Vivian Gornick: "A cada dez anos, alguém aparece e diz que o feminismo está morto."

A escritora americana Vivian Gornick (Nova York, 1935) afirmou esta semana que atitudes reacionárias em relação ao feminismo sempre estiveram presentes, mas que esse movimento nunca recuou nem recuará.
"A cada dez anos alguém sai dizendo que o feminismo morreu, isso é impossível ", disse em entrevista coletiva a autora de Fierce Attachments, convidada especial da 84ª Feira do Livro de Madri , dedicada a Nova York, uma das grandes cronistas do íntimo e referência da segunda onda feminista , cuja obra foi recuperada nos últimos anos com grande sucesso.
" Fomos uma geração visionária . Desde então, houve altos e baixos, mas nunca um retrocesso real. Não se pode colocar o gênio de volta na lâmpada", disse o escritor, que reconheceu que a mudança social é muito lenta.
" A era Trump é muito dolorosa e terrível , mas as mulheres sobreviverão e o feminismo sobreviverá", disse ela.
Nesse sentido, Gornick lembrou que, no dia seguinte à Suprema Corte dos EUA ter anulado a decisão que protegia o direito ao aborto em nível federal em 2022, uma grande rede de apoio às mulheres afetadas surgiu em todo o país para facilitar o aborto nos estados onde ele permanecia legal.
"Não sei se isso é bom ou ruim, mas no ano seguinte à revogação, houve o dobro de abortos realizados nos Estados Unidos em comparação ao ano anterior , e as mulheres deixaram claro que não seriam intimidadas por nenhuma lei."
A escritora americana Vivian Gornick. EFE/Sérgio Pérez
" Estamos vivendo um período terrível de enorme regressão política nos Estados Unidos , mas ainda acredito na democracia de base e acredito que tudo o que esse regime autoritário fizer será combatido", insistiu.

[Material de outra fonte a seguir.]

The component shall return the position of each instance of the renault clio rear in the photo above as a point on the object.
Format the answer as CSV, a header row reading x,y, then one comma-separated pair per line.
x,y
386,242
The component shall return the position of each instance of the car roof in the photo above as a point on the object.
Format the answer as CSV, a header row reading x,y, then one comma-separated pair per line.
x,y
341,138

Sua visita à Espanha coincide com a publicação de um livro que reúne alguns de seus textos feministas da década de 1970 , nos quais ela reflete sobre grupos de conscientização, captura as disputas ideológicas dentro do movimento e denuncia a misoginia de autores consagrados como Norman Mailer, Saul Bellow e Philip Roth.
Gornick deixou claro que o título, Por que alguns homens odeiam as mulheres (Sexto Piso), foi uma escolha da editora — "possivelmente diz mais sobre a sociedade espanhola do que sobre a minha", disse ela — antes de esclarecer mais tarde que está relacionado à denúncia da misoginia de escritores de sua geração, que viam as mulheres como "objetos sexuais".
Uma visão que, em sua opinião, permaneceu culturalmente enraizada nas décadas seguintes , até que o movimento 'MeToo' eclodiu, denunciando o sexismo e o assédio no local de trabalho e destacando a persistência desse forte "antagonismo" entre homens e mulheres.
"São relacionamentos instrumentais, transacionais, sem amizade ou camaradagem , sem nos reconhecer como criaturas semelhantes. A verdade é que não acho que eles nos odeiem mais do que nós os odiamos", concluiu.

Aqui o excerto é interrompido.